Ce faible écart est dû à un électorat parfois tétanisé par la crainte d'arrestations et qui a pourtant voté non, ce même au sein de celui du parti présidentiel, l'AKP. Car la réforme place Erdogan avec quasiment les pleins pouvoirs et une possibilité de rester jusqu'à dix, voire quinze ans au pouvoir. Les parties occidentales et côtières de la Méditerranée ont majoritairement voté non, comme les zones kurdes voisines de la Syrie, de l'Irak et de l'Iran ou frontalières de la Géorgie ou de l'Arménie.

Un vote contesté

La Turquie compte de multiples partis mais AKP (justice et développement), MHP (action nationaliste) et BBP (Grande Unité) s'étaient alliés pour le oui. En face, pléthore de formations mais deux partis d'opposition principaux, CHP (social-démocrate) et HDP (Démocratique des peuples, proche de la population kurde).

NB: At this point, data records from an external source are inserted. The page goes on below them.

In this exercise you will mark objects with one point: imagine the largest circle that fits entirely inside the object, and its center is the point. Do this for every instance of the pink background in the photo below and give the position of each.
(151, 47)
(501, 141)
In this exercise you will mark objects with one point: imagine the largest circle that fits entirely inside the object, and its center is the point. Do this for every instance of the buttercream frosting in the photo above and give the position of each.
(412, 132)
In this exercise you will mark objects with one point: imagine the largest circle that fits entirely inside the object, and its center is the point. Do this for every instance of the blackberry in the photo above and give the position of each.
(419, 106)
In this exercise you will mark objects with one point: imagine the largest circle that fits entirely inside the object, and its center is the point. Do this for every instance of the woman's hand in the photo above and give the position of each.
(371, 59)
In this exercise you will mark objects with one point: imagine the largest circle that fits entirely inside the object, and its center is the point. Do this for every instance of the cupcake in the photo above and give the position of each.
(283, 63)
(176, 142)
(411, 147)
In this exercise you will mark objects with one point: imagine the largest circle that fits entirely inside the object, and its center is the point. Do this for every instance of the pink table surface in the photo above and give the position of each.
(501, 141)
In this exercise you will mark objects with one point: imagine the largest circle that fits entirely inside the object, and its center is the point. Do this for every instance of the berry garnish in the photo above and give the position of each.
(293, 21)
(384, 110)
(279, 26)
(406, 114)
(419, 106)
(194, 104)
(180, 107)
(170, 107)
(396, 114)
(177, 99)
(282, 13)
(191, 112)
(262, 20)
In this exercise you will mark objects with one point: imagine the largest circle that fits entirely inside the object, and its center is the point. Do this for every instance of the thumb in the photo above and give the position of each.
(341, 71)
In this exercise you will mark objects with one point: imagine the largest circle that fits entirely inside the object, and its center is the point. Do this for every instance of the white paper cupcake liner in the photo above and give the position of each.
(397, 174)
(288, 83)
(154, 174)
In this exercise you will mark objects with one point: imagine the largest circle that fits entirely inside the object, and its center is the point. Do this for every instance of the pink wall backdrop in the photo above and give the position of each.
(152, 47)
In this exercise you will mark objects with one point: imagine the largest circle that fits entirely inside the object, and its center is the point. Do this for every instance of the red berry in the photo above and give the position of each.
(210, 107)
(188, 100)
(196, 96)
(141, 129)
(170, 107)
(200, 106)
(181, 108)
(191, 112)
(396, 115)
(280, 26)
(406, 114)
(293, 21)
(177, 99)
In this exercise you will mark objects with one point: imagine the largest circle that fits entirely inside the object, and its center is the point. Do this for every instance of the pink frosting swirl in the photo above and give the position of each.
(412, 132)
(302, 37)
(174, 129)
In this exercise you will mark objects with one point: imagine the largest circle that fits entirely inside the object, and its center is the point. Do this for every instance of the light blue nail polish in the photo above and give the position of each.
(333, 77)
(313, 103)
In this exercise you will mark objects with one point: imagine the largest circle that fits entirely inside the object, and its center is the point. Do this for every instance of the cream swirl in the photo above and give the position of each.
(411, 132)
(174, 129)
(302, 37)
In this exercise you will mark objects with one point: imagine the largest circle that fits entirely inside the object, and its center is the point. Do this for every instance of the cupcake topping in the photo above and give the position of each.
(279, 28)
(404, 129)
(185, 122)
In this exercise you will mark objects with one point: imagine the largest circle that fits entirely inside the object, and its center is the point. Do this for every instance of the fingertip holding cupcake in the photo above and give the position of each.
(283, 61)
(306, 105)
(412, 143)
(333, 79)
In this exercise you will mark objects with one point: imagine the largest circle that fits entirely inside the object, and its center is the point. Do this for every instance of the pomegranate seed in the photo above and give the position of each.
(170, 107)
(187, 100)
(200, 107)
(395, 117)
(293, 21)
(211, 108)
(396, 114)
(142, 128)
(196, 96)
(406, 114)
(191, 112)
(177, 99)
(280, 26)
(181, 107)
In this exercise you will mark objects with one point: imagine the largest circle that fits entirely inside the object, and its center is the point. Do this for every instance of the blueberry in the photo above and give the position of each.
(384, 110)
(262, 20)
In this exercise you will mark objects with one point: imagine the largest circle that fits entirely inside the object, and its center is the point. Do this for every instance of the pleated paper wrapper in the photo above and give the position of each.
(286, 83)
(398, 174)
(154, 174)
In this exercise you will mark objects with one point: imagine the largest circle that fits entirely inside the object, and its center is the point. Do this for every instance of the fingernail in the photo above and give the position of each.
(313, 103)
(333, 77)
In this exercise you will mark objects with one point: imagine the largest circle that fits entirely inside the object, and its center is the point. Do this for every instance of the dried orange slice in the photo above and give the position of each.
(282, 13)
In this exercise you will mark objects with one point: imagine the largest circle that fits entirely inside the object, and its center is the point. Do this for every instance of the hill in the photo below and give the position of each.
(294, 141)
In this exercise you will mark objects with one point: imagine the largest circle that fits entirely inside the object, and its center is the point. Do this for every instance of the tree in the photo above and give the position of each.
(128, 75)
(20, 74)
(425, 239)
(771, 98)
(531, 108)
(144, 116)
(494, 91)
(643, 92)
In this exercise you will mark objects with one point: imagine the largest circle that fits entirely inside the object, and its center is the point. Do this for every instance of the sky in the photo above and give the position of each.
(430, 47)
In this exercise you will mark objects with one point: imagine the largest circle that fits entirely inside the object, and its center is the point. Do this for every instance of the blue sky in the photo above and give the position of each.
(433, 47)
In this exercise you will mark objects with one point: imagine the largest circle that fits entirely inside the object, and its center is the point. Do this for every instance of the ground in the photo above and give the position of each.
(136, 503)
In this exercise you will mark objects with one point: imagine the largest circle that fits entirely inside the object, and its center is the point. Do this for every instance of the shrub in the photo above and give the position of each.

Lesquels contestent les résultats sur la base d'irrégularités, d'intimidations, et de la validation de bulletins ne portant pas les mentions officielles. CHP et HDP réclament des vérifications portant sur les deux-tiers des résultats. Les fraudes représenteraient entre trois et quatre pour cent, estime l'HDP. L'autorité de supervision du Référendum a déclaré en cours de vote, ce dimanche, que les bulletins ne portant pas le sceau officiel seraient validés, sauf s'il était déterminé que bulletins et enveloppes aient provenu de l'extérieur des bureaux.

Un journaliste qui s'était prononcé pour l'AKP précédemment, mais pour le non au référendum, a été l'objet d'une agression au sortir d'un bureau de vote d'Istanbul. La plupart des personnes interrogées au sortir des bureaux et s'étant prononcées pour le non ont exigé le plus total anonymat. Vendredi dernier, la Turquie a interdit l'activité de quatre organisations non-gouvernementales (deux étasuniennes, une italienne et une britannique) … Une rafle de 412 personnes présumées kurdes ou pro-kurdes est aussi intervenue voici trois jours.

Un employé municipal stanbouliote avait cependant été suspendu dès le 13 avril pour avoir proclamé que les partisans du oui pourraient considérer les femmes et filles des votants pour le non comme des "prises de guerre". 18 articles étaient soumis au vote mais les partisans du oui ont surtout mis en avant les questions sécuritaires, les ingérences étrangères et le progrès économique (actuellement en fléchissement). Voter non, c'était aussi risquer de mettre son devenir post-mortem en danger (soit en votant avec de mauvais musulmans), le oui relevant d'un "devoir religieux", le non d'un soutien au terrorisme ou aux religions non-musulmanes. La Turquie et les communautés turques de l'étranger sont désormais profondément clivées et certains partisans d'Erdogan prêts à justifier toutes les spoliations envers ses opposants devenus "haram".

Un parlementaire du HDP a déclaré "dans les régions kurdes, nous avons voté à l'ombre des armes". Dès à présent, Erdogan pourra continuer de purger la magistrature et nommer lui-même les ministres. Erdogan s'est offert la possibilité d'élargir encore ses pouvoirs et de rester en place jusqu'en 2029. La Turquie devient de fait le troisième grand État théocratique du Proche-Orient mais placé sous la férule d'un dirigeant aussi autoritaire que celui d'Arabie. Devant ses partisans de l'AKP, Erdogan s'est empressé de déclarer : "on peut aussi faire un référendum sur la peine de mort" (ce qui sera sans doute superflu : il est si facile de mourir en prison et qui exécutera un opposant risquera fort peu).

L'Union européenne réagira faiblement et après tout, si l'Allemagne, le Royaume-Uni et la Suède conservent des ambassades en Corée du Nord, pourquoi pas en Turquie, toujours candidate à rejoindre l'UE.